The Agent Stack in 2025: What's Actually Working

After a year of building, shipping, and watching agents fail spectacularly — here’s a clear-eyed map of what components are production-ready, what’s overhyped, and where the real opportunity lies right now.

What’s Actually Working

Tool-augmented LLMs in narrow domains. Give a model 3-5 well-defined tools and a specific task with clear success criteria — this works reliably at scale. Customer support triage, code review assistance, document summarization with retrieval. The key word is narrow.

Human-in-the-loop architectures. Agents that pause and ask for approval at key decision points are dramatically more reliable than fully autonomous ones.

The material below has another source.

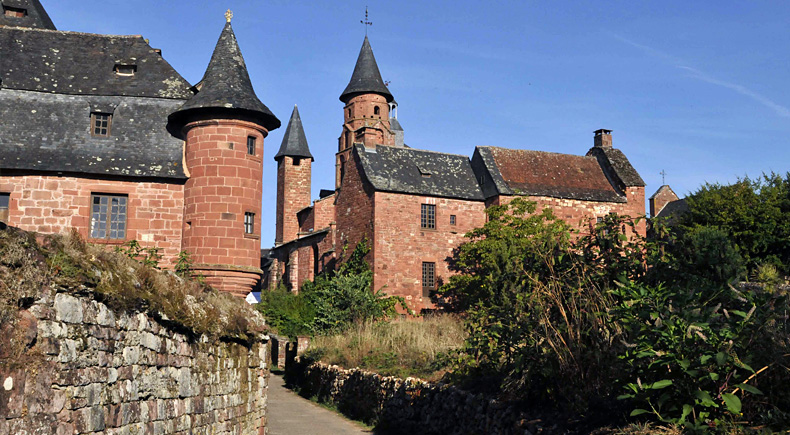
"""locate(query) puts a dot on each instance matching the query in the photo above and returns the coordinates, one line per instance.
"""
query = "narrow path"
(290, 414)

The pause is not a failure — it’s the design.

LangGraph for stateful workflows. After trying many orchestration frameworks, LangGraph’s explicit state machine model is the one that actually holds up as complexity grows.

What’s Overhyped

Fully autonomous multi-step research agents. The demos are impressive. The production failure rate is not. Long-horizon autonomy without human checkpoints fails in ways that are hard to anticipate and expensive to fix.

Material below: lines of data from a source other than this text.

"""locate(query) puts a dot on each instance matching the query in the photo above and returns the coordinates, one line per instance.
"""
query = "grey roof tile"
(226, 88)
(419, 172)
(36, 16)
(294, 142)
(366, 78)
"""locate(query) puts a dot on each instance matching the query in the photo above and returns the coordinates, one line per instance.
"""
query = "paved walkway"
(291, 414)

RAG as the default memory solution. RAG is one memory pattern, not the memory pattern. For structured data, preferences, and relational information, a key-value store or relational database is simpler and more reliable.

Where the Opportunity Is

The next wave of valuable agent systems will be built around domain-specific tooling — custom tools that understand the specific constraints and data structures of a particular industry or workflow, rather than general-purpose tools that try to work everywhere.

The companies winning here are the ones investing in the “boring” infrastructure: reliable tool implementations, robust eval frameworks, and clear human escalation paths.